To find the slope of a line given its graph, you need to identify two points on the line. Let's call the points (x1, y1) and (x2, y2).
From the given graph, we can identify two points: (2, -1/2) and (4, 1/2).
The formula for calculating slope is: slope (m) = (y2 - y1) / (x2 - x1)

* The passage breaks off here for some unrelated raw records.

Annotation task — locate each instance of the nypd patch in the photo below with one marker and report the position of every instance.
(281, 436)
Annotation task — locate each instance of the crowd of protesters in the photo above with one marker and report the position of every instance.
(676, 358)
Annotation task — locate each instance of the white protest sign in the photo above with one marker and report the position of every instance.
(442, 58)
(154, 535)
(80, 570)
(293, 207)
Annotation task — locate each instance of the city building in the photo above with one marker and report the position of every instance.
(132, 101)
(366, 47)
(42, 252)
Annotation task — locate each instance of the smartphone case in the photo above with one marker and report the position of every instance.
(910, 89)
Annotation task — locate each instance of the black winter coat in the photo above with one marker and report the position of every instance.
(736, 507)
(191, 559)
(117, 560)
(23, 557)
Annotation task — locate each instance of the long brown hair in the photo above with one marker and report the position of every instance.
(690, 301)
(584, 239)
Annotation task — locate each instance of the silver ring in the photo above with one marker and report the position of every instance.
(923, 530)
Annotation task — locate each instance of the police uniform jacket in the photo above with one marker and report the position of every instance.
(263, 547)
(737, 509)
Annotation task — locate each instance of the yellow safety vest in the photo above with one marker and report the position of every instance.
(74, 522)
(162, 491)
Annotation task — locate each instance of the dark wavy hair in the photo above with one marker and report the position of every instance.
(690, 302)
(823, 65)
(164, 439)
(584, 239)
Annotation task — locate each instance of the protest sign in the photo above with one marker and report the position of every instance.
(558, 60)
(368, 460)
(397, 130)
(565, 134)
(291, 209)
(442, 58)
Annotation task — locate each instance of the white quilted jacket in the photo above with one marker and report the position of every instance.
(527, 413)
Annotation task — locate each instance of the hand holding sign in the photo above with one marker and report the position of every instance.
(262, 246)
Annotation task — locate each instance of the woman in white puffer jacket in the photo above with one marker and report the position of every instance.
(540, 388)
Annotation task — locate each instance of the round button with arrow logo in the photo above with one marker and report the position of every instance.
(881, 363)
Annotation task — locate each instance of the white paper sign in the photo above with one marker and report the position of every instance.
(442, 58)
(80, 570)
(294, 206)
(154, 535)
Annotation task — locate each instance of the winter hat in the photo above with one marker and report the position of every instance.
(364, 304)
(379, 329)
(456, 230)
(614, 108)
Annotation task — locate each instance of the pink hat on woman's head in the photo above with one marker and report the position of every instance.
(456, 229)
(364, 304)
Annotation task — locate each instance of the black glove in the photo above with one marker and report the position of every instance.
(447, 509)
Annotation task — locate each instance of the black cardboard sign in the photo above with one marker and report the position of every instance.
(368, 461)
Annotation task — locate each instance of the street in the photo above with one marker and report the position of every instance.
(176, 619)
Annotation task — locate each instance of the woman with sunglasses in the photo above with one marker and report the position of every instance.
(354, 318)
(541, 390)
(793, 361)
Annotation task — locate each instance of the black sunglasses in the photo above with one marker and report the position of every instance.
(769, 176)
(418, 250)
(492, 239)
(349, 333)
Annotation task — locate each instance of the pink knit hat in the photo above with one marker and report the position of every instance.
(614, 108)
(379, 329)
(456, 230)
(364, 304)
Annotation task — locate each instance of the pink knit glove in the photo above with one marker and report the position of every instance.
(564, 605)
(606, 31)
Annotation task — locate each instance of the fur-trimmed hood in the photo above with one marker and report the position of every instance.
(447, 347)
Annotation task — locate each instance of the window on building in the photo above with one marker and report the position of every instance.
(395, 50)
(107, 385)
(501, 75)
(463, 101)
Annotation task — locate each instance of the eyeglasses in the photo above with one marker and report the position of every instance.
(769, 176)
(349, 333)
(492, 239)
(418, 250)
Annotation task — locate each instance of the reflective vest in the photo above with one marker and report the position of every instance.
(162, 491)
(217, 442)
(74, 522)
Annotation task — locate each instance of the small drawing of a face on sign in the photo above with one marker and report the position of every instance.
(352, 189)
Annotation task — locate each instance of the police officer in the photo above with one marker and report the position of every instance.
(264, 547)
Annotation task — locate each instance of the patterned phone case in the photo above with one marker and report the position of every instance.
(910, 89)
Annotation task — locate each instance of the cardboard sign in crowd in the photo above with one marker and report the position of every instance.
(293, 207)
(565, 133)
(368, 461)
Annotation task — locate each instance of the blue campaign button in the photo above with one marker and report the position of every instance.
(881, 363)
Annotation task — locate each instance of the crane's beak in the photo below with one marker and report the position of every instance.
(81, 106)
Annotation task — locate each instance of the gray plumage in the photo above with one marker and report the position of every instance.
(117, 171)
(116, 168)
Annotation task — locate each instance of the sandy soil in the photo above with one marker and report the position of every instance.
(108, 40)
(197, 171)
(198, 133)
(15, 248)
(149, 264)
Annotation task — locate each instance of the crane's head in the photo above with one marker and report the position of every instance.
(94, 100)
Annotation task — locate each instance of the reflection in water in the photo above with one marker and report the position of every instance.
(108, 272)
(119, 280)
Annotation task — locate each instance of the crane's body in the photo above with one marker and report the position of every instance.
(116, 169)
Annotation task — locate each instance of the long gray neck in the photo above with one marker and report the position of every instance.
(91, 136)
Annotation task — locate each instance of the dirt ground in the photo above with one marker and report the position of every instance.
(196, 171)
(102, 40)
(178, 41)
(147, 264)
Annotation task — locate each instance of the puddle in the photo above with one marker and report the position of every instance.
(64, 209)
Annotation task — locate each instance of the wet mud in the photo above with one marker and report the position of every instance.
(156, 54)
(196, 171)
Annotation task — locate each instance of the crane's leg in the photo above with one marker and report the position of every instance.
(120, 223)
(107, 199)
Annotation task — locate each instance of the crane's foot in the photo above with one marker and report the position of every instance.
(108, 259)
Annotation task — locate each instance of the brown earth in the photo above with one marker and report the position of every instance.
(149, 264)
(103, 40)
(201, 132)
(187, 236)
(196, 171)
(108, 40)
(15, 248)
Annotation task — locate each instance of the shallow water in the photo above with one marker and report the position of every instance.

Plugging in our values, we have:
slope (m) = (1/2 - (-1/2)) / (4 - 2)
Simplifying further:
slope (m) = (1/2 + 1/2) / (2)
slope (m) = (1) / (2)
Therefore, the slope of the line is 1/2.
To find the slope of a line given its graph, we need to use the formula for slope. The formula for slope is:
slope = (change in y)/(change in x)
In this case, we can see that the line passes through the points (2, -1/2) and (4, 1/2).
To calculate the change in y, we subtract the y-coordinate of the first point from the y-coordinate of the second point:
change in y = (1/2) - (-1/2) = 1/2 + 1/2 = 1
To calculate the change in x, we subtract the x-coordinate of the first point from the x-coordinate of the second point:
change in x = 4 - 2 = 2
Substituting these values into the formula for slope, we get:
slope = (1)/(2) = 1/2
Therefore, the slope of the line is 1/2.